Business models and the way we conduct business have changed. This means that the risks of potential cyber-attacks also increase with the advancement of technology.
Although various security measures are being put in place, cyber security alone is not adequate as cyber criminals are often protected by the layers of high-tech encryption and technology. It is therefore important that organisations move with the time in terms of technology and when it comes to managing cyber threats.
A FAST-EMERGING TREND
The most common incidents experienced, according to Garth de Klerk, Chief Executive Officer of The Insurance Crime Bureau remain phishing, whaling and ransomware.

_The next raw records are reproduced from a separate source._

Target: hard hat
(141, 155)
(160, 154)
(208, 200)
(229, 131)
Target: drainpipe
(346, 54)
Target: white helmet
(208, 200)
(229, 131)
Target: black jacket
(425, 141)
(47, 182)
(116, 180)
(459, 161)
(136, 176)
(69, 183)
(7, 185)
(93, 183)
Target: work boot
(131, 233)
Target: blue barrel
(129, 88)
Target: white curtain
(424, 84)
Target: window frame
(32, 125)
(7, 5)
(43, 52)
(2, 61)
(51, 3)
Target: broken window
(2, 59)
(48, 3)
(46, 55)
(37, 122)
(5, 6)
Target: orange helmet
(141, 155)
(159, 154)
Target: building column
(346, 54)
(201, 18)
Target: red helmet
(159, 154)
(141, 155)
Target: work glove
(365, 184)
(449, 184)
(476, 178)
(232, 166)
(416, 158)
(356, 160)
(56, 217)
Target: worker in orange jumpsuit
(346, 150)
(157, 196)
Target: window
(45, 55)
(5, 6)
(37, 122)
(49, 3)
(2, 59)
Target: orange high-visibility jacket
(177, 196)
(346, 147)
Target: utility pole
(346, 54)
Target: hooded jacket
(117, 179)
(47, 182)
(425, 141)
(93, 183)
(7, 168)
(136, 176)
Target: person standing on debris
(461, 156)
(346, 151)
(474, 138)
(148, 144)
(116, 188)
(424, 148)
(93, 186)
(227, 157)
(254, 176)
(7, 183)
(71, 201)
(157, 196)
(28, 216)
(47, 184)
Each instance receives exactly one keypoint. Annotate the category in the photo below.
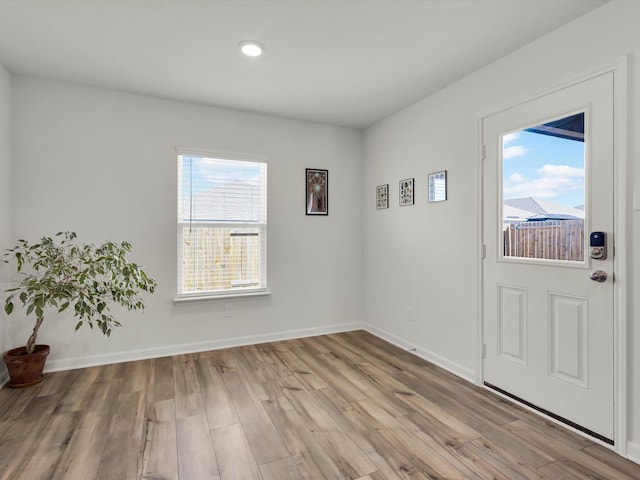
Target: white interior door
(547, 325)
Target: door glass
(543, 195)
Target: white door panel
(548, 328)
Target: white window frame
(261, 289)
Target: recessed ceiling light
(251, 48)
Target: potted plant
(57, 274)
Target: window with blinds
(222, 224)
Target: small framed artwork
(317, 188)
(406, 192)
(382, 196)
(438, 186)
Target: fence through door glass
(543, 194)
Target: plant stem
(31, 343)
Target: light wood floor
(338, 406)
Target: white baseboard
(453, 367)
(166, 351)
(633, 452)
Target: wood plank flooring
(343, 406)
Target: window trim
(221, 294)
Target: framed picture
(317, 188)
(406, 192)
(382, 196)
(438, 186)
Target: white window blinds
(222, 224)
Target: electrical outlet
(409, 314)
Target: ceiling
(348, 63)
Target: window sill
(222, 296)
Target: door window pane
(543, 192)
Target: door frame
(620, 72)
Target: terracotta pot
(26, 370)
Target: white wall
(6, 200)
(425, 256)
(103, 164)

“The delivery methods are still the typical email sent, aimed at either luring an individual into clicking on a link, or impersonating a senior executive and giving instructions that could lead to financial or other losses. Social Engineering or “Human Hacking” is a fast emerging trend, where the syndicate will research key individuals, whether they are a receptionist, personal assistant, or the c-suite executive. Once enough information is gleaned on the individual via either social media or internal information then an attack is designed specific to that individual – again with the intent to cause financial or other loss,” continued de Klerk.
THE LACK OF PREPAREDNESS
The South African excerpt from the Ponemon Institute’s latest Cost of a Data Breach survey found that companies took on average 155 days to detect and a further 44 days to contain an incident. The intervening time or period to identify an incident was less than 100 days and the average breach cost was R29.8 million. When it took more than 100 days to detect, the cost rose to R34.95 million. Where a breach could be contained within 30 days the average breach cost was R28.44 million, as opposed to R36.28 million where containment took more than 30 days.
“It is clear from these numbers that the time to identify and contain an incident can have a large impact on the ultimate costs incurred,” said Ryan van de Coolwijk, Product Champion Cyber at iTOO Special Risks.
To highlight the lack of preparedness, in the latest PwC Global Economic Crime Survey, it was found that only 35% of South African companies have a cyber incident response plan in place.
CLOSING THE GAP
“How dependent are you on your systems, and for critical systems do you have recovery mechanisms in place? How long would it take to recover? Who has access to data and systems and how secure is such access? Where is data stored and are there measures implemented to safeguard such data e.g. mobile device management, encryption etc. What monitoring do you have in place, are you likely to pick up malicious activity? Do you have an incident response process etc?” concluded van de Coolwijk.
“When dealing with a cyber incident, the speed, co-ordination and effectiveness of the response process is paramount to limiting the potential costs and damages,” said van de Coolwijk.
He concludes by saying there are some high level topics for consideration including the ability to understand your IT environment, storage and processes.
In order to combat cybercrime in the industry, De Klerk says, “As a collective we need to continue to stay ahead of trends, and continuously educate/remind our employees of the risks. Simplistic awareness around the most likely methods of attack, and education as to how to avoid the more sophisticated approaches is key to reinforce in our work places. As an industry we need to look for channels to share knowledge on cyber trends, to form a combined front, with the ultimate view to mitigate the risk of falling prey to cyber.”